Question

Cell Potential at Equilibrium For a single galvanic cell based on the (unbalanced) reaction: Ag+ (aq) + Zn(s) Zn2+ (aq) + Ag(s) What is the cell potential when the cell reaches equilibrium?

Please show all work step by step and final answer.

Answer 1

The given reaction is

$Ag^{+}_{(aq)} + Zn_{(s)} \rightleftharpoons Zn^{2+}_{(aq)} + Ag_{(s)}$

Hence, using Nernst's equation, we can write the cell potential of the reaction as

$E_{cell} = E^\circ_{(cell)} - \frac{RT}{nF} \ln Q$

Where Q is the reaction quotient.

Now, as the reaction reaches equilibrium, the reaction quotient Q become equal to equilibrium constant K.

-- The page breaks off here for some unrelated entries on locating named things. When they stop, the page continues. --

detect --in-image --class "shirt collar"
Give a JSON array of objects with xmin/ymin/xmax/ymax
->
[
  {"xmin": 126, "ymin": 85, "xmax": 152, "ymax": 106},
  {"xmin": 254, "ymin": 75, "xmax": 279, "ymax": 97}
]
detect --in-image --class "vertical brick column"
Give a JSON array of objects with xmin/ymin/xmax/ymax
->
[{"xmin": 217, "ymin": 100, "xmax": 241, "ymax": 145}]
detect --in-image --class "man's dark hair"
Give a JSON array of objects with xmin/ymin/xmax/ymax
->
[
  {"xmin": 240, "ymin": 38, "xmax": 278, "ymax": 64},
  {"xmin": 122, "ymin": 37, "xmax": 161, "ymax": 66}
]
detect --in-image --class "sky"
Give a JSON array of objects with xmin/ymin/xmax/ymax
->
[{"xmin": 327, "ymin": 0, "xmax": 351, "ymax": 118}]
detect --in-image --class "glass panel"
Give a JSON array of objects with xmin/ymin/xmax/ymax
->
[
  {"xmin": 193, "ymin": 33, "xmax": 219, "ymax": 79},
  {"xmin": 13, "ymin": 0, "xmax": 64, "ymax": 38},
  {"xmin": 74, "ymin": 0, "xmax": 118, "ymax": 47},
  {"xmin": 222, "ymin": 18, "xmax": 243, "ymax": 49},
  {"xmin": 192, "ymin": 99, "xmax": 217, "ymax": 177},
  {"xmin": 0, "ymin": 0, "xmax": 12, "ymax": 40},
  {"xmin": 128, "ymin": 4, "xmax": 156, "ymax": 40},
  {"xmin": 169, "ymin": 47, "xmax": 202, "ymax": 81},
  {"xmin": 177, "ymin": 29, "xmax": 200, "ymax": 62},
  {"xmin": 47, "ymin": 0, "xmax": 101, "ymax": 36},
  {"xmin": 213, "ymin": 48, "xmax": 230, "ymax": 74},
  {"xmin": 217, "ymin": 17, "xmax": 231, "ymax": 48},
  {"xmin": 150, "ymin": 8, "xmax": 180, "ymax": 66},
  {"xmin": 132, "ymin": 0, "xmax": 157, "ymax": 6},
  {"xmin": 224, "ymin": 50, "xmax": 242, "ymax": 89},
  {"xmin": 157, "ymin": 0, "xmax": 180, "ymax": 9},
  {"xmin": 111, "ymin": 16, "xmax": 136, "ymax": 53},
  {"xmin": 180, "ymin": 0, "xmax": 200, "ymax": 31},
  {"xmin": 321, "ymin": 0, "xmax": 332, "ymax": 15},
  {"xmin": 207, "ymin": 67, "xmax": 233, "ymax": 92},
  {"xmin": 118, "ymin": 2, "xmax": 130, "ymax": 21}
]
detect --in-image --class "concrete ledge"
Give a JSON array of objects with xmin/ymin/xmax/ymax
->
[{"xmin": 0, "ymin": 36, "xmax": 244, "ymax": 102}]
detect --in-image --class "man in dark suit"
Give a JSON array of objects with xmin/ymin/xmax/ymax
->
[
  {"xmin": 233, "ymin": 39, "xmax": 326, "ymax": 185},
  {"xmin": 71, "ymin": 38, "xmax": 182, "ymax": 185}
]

$Q= K \\ \Rightarrow \ln Q = \ln K$

We know that the standard free energy change of the cell reaction $\Delta G^\circ = -nFE^\circ _{cell}$

The standard free energy change is also related to the equilibrium constant K as

$\Delta G^\circ = -RT \ln K$

Hence,

$-RT\ln K = -nFE_{cell}^\circ \\ \\ \Rightarrow \frac{RT}{nF}\ln K = E_{cell}^\circ$

Now, substituting the value above in the Nernst's equation

$E_{cell} = E^\circ_{(cell)} - \frac{RT}{nF} \ln Q \\ \\ \Rightarrow E_{Cell} = E^\circ _{cell} - \frac{RT}{nF} \ln K \\ \\ \Rightarrow E_{Cell} = E^\circ _{cell} - E^\circ _{cell} = 0$

Hence, the cell potential of the cell at equilibrium is 0 volts.